As a bit of a disclaimer, I will say that occasionally Savannah will still forget to retrieve to hand for me if the game with the border collie gets really exciting. As long as I wait her out, she gets back into the swing of things fairly quickly.


----------



## mswhipple (Mar 7, 2011)

Wish I could help you with some good advice, but alas, Willie is also inconsistent. Sometimes he retrieves to hand, sometimes he drops it three feet away from me. We struggle with that, too!


----------



## veifera (Apr 25, 2012)

How about random treating (so she would keep guessing), with stuff she has never had before? I'm staying away from liver for that moment (that will come) when nothing else works.... 😜


----------



## Ozkar (Jul 4, 2011)

Went back to basic training today. I toughened up on her and she came good. She wasn't happy about it though poor girl. But, I toughened up in all areas. No grey any more, just back to black and white. I think she will be happier in a few days.  Might be a little dose of the terrible threes....she is three in March or April (we don't know really...just a guess as she was an unknown rescue)


----------



## Darcy1311 (May 27, 2012)

Darcy has all of a sudden turned real timid on a day time walk, she hears gun shot from a distance and cowers behind me, she is 22 months old and has always been great on a walk, retrieving from water and chasing squirrels etc etc..and was used to the sound of guns.but now it's all changed something has spooked her, she only likes going out after dark and will chase a ball etc in the evening...I have ordered a starting pistol and I am going to try and do some training with her to get her back to normal...if anybody has any suggestions on helping her with her fear I would be grateful..


----------



## texasred (Jan 29, 2012)

Ozkar said:


> Went back to basic training today. I toughened up on her and she came good. She wasn't happy about it though poor girl. But, I toughened up in all areas. No grey any more, just back to black and white. I think she will be happier in a few days.  Might be a little dose of the terrible threes....she is three in March or April (we don't know really...just a guess as she was an unknown rescue)
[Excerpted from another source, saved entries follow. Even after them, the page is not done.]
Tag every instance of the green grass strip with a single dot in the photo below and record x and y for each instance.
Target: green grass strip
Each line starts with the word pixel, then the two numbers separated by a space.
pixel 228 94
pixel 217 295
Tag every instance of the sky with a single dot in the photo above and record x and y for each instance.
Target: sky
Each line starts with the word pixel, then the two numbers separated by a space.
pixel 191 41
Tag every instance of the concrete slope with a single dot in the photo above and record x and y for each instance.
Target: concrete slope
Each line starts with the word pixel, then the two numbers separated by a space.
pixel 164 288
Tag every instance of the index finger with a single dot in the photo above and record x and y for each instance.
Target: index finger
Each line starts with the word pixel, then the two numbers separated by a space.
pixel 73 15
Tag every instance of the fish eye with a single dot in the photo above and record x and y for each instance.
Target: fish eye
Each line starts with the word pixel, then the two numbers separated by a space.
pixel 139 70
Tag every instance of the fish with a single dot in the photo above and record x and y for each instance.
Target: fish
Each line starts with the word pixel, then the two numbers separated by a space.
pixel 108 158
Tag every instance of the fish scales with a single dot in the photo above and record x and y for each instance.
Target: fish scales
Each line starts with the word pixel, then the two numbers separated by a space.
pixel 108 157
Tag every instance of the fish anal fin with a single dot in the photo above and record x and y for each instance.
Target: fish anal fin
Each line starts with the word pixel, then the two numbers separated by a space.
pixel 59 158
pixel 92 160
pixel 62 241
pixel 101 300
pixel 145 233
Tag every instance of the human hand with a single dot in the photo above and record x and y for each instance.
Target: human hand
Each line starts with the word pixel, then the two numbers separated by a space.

I struggle with the same problem. 
I make the dogs deliver to hand and my husband doesn't.
Going back to basic training should put you on the right course.
If your toughing up on her training, make sure she has happy play time for a job well done at the end of your training sessions.


----------



## Darcy1311 (May 27, 2012)

Darcy1311 said:


> Darcy has all of a sudden turned real timid on a day time walk, she hears gun shot from a distance and cowers behind me, she is 22 months old and has always been great on a walk, retrieving from water and chasing squirrels etc etc..and was used to the sound of guns.but now it's all changed something has spooked her, she only likes going out after dark and will chase a ball etc in the evening...I have ordered a starting pistol and I am going to try and do some training with her to get her back to normal...if anybody has any suggestions on helping her with her fear I would be grateful..


......................Hello anyone out there willing to help a forum member....


----------



## SkyyMax (Apr 5, 2012)

Darcy - unfortunately I can't offer any advice, our Skyy is extremely gun shy. 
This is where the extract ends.